Thursday, August 8, 2013

Spiritual Pride

Thursday, August 8, 2013:

We scarcely need to be reminded that guilt or rebellion leads to spiritual poverty. But it was a very long time before we knew we could go even more broke on spiritual pride…
The Best of Bill;
Humility, p. 39
&

False pride and false humility are siblings… conjoined twins. One leads to the other in some sneaky ways that others can spot in us pretty easily but, more often than, not I am blind to its corruption in myself. I find it amusing that it is so very common among political or religious true believers to see it in the opposition but are willingly blind to it in themselves.
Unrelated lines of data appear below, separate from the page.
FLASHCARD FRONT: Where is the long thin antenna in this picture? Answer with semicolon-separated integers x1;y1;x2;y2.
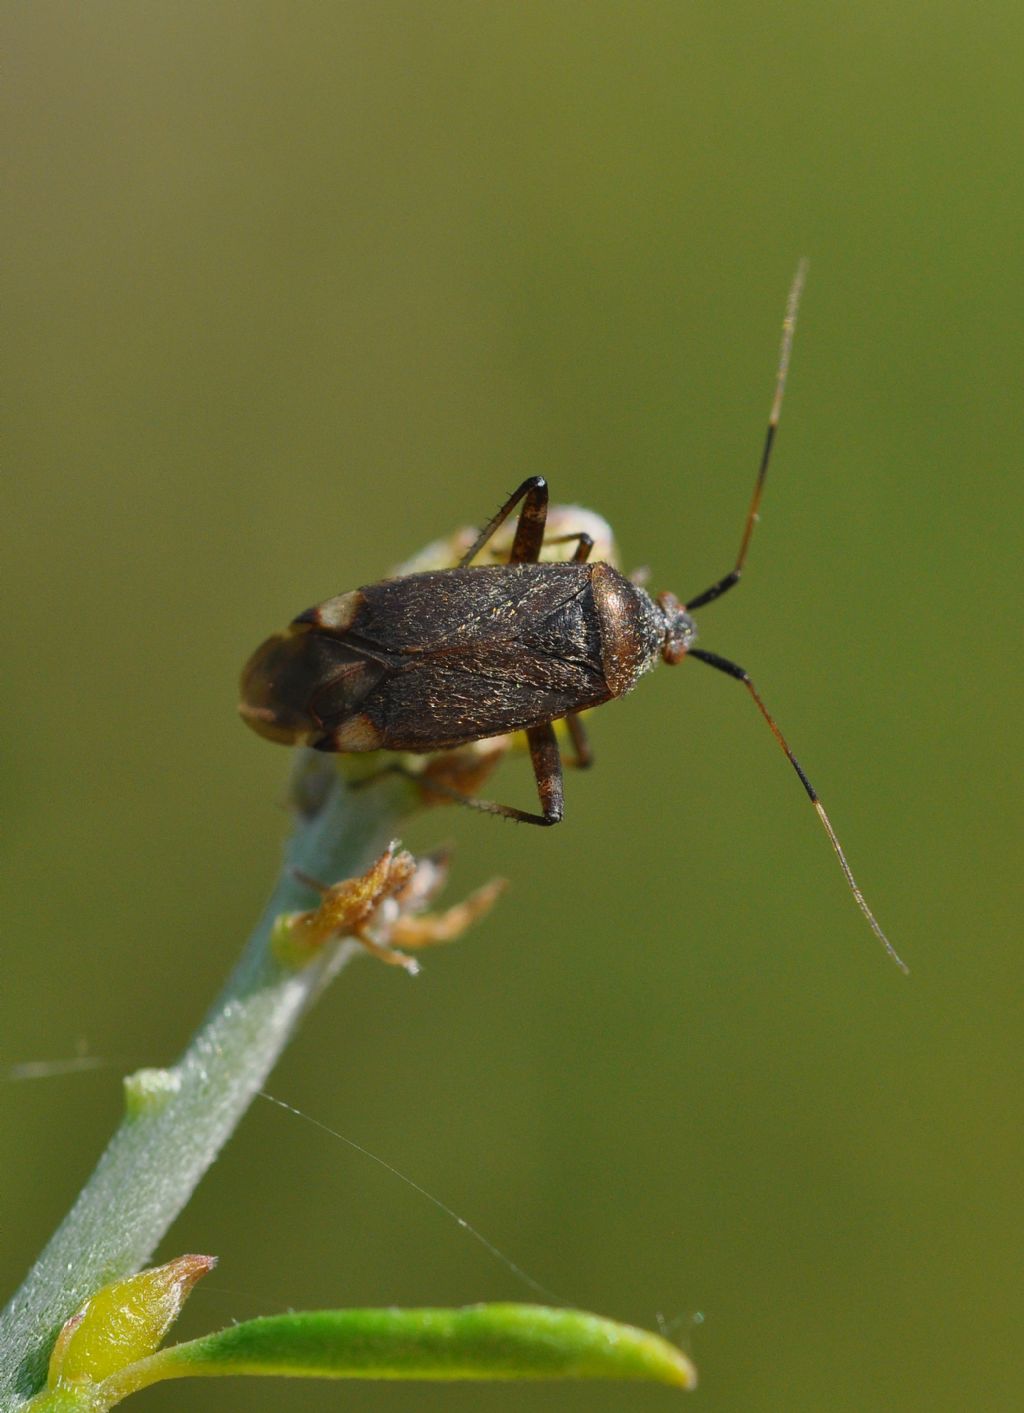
686;259;808;612
689;647;908;973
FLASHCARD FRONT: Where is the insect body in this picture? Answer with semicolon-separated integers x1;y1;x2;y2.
240;264;908;970
242;561;665;749
240;491;693;825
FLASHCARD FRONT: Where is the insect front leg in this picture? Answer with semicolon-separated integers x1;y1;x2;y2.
458;476;549;567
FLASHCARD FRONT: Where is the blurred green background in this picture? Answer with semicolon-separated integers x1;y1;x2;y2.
3;4;1021;1410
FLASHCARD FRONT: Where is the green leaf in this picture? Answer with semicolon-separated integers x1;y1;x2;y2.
113;1305;696;1398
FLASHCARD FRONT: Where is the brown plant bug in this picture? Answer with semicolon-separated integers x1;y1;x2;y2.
240;262;907;971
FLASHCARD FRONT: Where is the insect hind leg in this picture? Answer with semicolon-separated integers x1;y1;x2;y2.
458;477;549;567
417;723;564;825
354;724;565;826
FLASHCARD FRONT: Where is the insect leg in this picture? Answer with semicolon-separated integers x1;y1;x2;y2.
458;477;549;567
688;647;908;972
525;721;565;823
428;723;563;824
425;723;563;824
543;531;595;563
685;260;807;612
564;712;593;768
357;739;564;826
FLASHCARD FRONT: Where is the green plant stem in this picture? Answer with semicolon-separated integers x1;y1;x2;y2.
0;760;407;1410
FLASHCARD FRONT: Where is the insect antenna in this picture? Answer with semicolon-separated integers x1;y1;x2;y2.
686;258;808;612
689;647;908;973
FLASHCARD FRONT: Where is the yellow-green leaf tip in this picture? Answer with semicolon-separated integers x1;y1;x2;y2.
45;1255;215;1390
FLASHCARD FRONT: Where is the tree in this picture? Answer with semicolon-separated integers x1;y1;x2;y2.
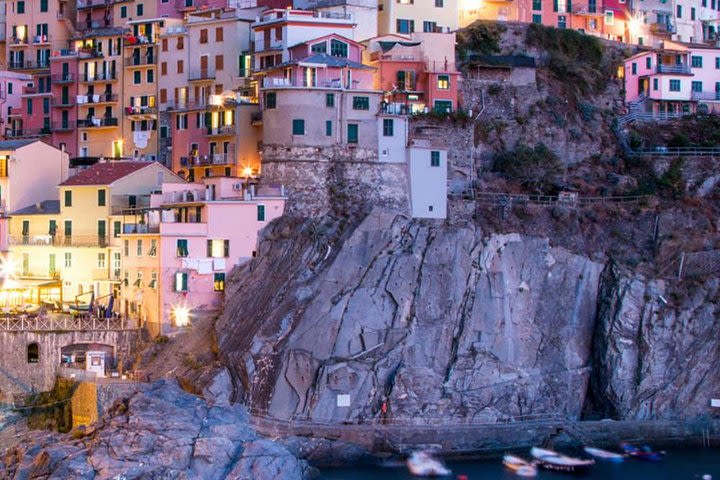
492;143;564;192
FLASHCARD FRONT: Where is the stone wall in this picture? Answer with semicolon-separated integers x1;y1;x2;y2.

I have found that this blindness cripples me and that maiming extends all the way up the ladder to the way my other beliefs are employed. It is important that I don’t chide myself for getting pumped up in false pride but to see instead how it began with a real and honest pride that was earned in some cases. Otherwise, I can slip into false humility about what I have actually accomplished.
            A good example of this was how shocked the public was when Cassius Clay boasted, “I am the greatest!” and then proceeded to deck Sonny Liston in the first few minutes of the first round. Not only were we taken aback by his proclamation of greatness but were stunned when, as Mohammed Ali, he displayed his ability in the ring before our eyes. Afterwards, he didn’t shy away with an “Awe shucks,” but took credit for what he did to reaffirm his self-appraisal. Had he not acknowledged what he’d done, he would have limited himself with false humility in our eyes. 
           Maybe this example is a bit obscure... False pride evolved from his early evaluation later in his career when he faced George Foreman. That is another story and I don't want to get lost in this analogy. I just love thinking about how Cassius Clay shook up the white establishment of his day... decked "the Bear" and, added to us insult to well deserved injury, to become Mohammed Ali. Yes, I might be the only person now that can admit to betting against him twice back then.
            The poverty of false pride or humility creates obstacles that thwart spiritual progress. I try not to get into my evaluation of it in a moral sense, thus creating unnecessary guilt. We are admonished to strive for spiritual progress and to stay away from striving for spiritual perfection. Nothing of any value at all can be accomplished without taking pride in my labors; to strive always to improve my skills and to never become satisfied with less than that while I am able makes life enjoyable and worthy of a pride that transcends the mundane. There will come a time when age takes away physical and mental agility and strength to persevere. The door shuts but it does me no good at all to accept limitations imposed by a misguided sense of false humility. Spiritual progress is contingent on practice… practice… practice… while I am able. I practice now so that when all my other God-given talents dissipate with time and the only choice left for me is to go out a grumpy old man or a gentle and compassionate one.